Christy Wampole in the New York Times: Guns and the Decline of the Young Man.
I'm hard-pressed to pick what is the worst passage in this piece, but I've narrowed it down to three solid contenders:
I believe that it is indicative of a sort of infection spreading in our collective brain, one that whispers to the American subconscious: "The young men are in decline." They were once our heroes, our young and shining fathers, our sweet brothers, our tireless athletes, our fearless warriors, the brains of our institutions, the makers of our wares, the movers of our world. In the Western imagination, the valiance of symbolically charged figures like Homer's Ulysses or the Knights of the Round Table remained unquestioned since their conception. However, as centuries progressed and stable categories faltered, the hero figure faces increasing precarity. Even if we consider the 20th century alone, we see this shift from World War II, when the categories of good and evil were firm, to later conflicts like the wars in Vietnam and Iraq, involving a disparity between what the government believed to be right and what much of the civilian population did. Does the heroic young man still make sense today, or has his value already been depleted?
The angry white man has usurped the angry black man. [Bonus Garbage Points to the New York Times for using that as the pull quote.]
For those of us who belong to a demographic that is doing increasingly better, a trained empathic reflex toward those we know to be losing for our gains could lead to a more deferential attitude on our part and could constitute an invitation for them to stay with us.Wow, right?

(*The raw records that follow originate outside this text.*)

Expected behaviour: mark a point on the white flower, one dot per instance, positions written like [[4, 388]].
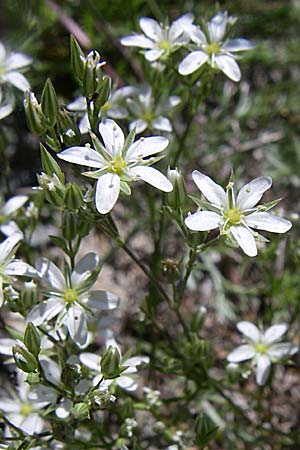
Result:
[[125, 381], [262, 347], [114, 108], [160, 41], [23, 410], [9, 66], [236, 216], [119, 162], [215, 49], [150, 115], [70, 298], [9, 266]]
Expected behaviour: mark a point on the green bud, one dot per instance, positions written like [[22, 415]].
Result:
[[205, 431], [29, 294], [69, 225], [178, 197], [80, 411], [50, 166], [36, 120], [32, 339], [77, 60], [73, 197], [25, 360], [49, 103], [110, 363]]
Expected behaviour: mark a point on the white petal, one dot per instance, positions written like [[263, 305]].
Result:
[[77, 326], [250, 194], [228, 65], [282, 350], [151, 28], [153, 177], [8, 247], [268, 222], [245, 239], [274, 333], [49, 272], [213, 192], [203, 221], [103, 300], [45, 311], [145, 147], [18, 80], [112, 136], [263, 369], [238, 45], [18, 267], [16, 61], [107, 192], [82, 155], [162, 123], [153, 55], [241, 353], [249, 330], [137, 40], [13, 204], [83, 269], [192, 62]]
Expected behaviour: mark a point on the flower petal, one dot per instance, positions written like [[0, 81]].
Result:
[[241, 353], [153, 177], [274, 333], [212, 191], [113, 136], [262, 369], [228, 66], [107, 192], [145, 147], [268, 222], [82, 155], [192, 62], [250, 194], [203, 221], [249, 330], [77, 326], [245, 239]]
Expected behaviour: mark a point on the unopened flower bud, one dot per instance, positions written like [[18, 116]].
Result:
[[110, 363], [25, 360], [177, 198], [36, 120], [32, 339]]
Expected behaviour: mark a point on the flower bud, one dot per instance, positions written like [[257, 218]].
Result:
[[177, 198], [32, 339], [25, 360], [49, 102], [69, 225], [36, 120], [110, 363], [80, 411], [73, 197]]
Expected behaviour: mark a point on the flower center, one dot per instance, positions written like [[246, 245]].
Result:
[[70, 296], [117, 165], [213, 48], [233, 216], [261, 348], [26, 409]]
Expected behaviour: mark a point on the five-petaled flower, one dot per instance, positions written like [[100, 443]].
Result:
[[262, 347], [236, 217], [215, 49], [70, 298], [119, 162], [160, 41]]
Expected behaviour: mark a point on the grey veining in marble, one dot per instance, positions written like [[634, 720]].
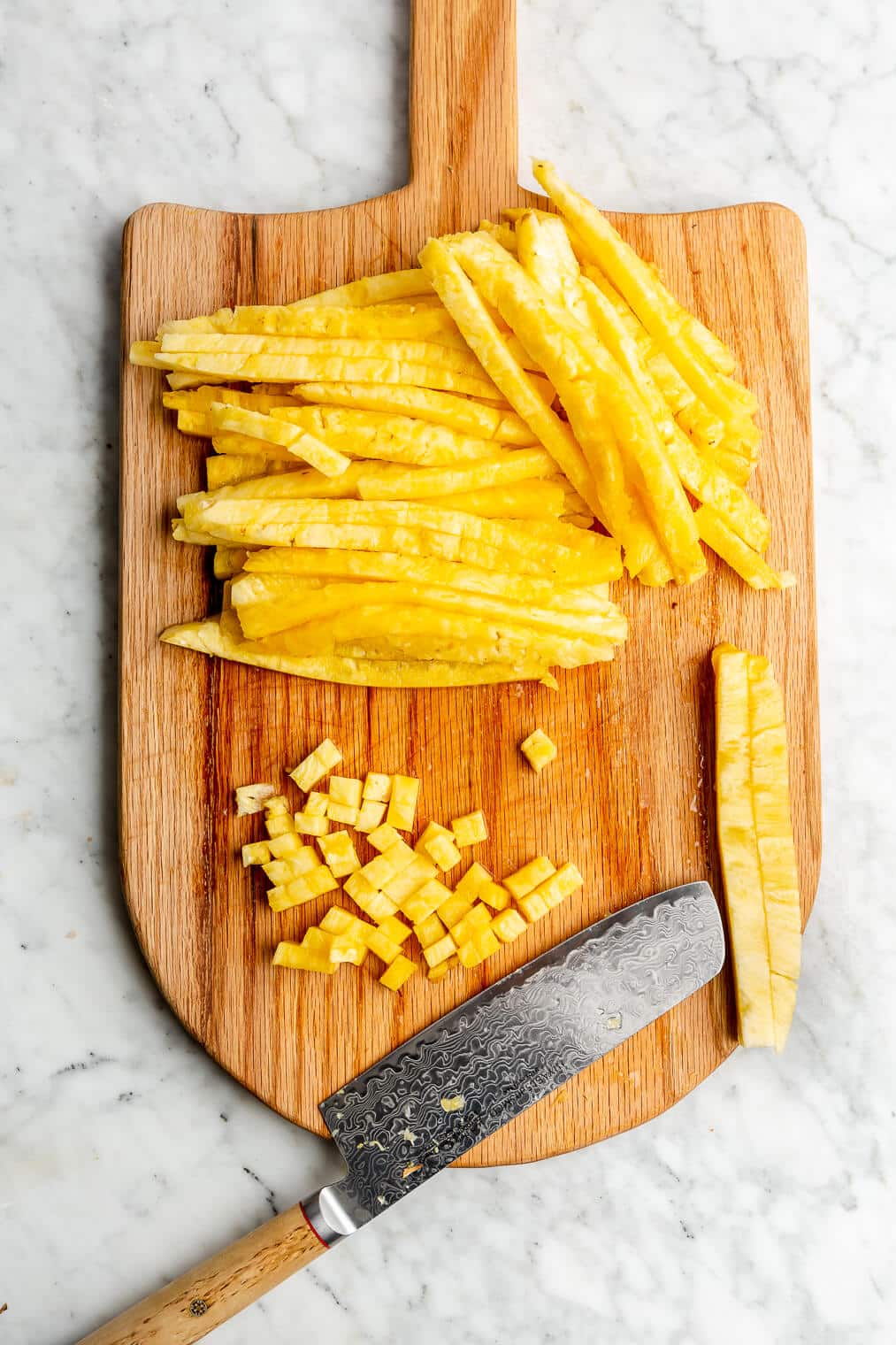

This article is what happens when you don't understand (or don't care about) the difference between "maleness" and "male privilege." When you treat gender parity like a zero-sum game. When you wax nostalgic for a history that never existed. When you carefully elide how the kyriarchy has robbed privileged men of both a way to define themselves that is neither oppressor nor oppressed and the unquenchable hunger for self-improvement that doesn't reside in the bellies of the privileged who are assured they are the Norm, the ideal to which marginalized people aspire.
The problem is not that we have failed to empathize with privileged young white (straight, cis, middle class) men. The problem is that have built a culture around not expecting them to empathize with anyone else.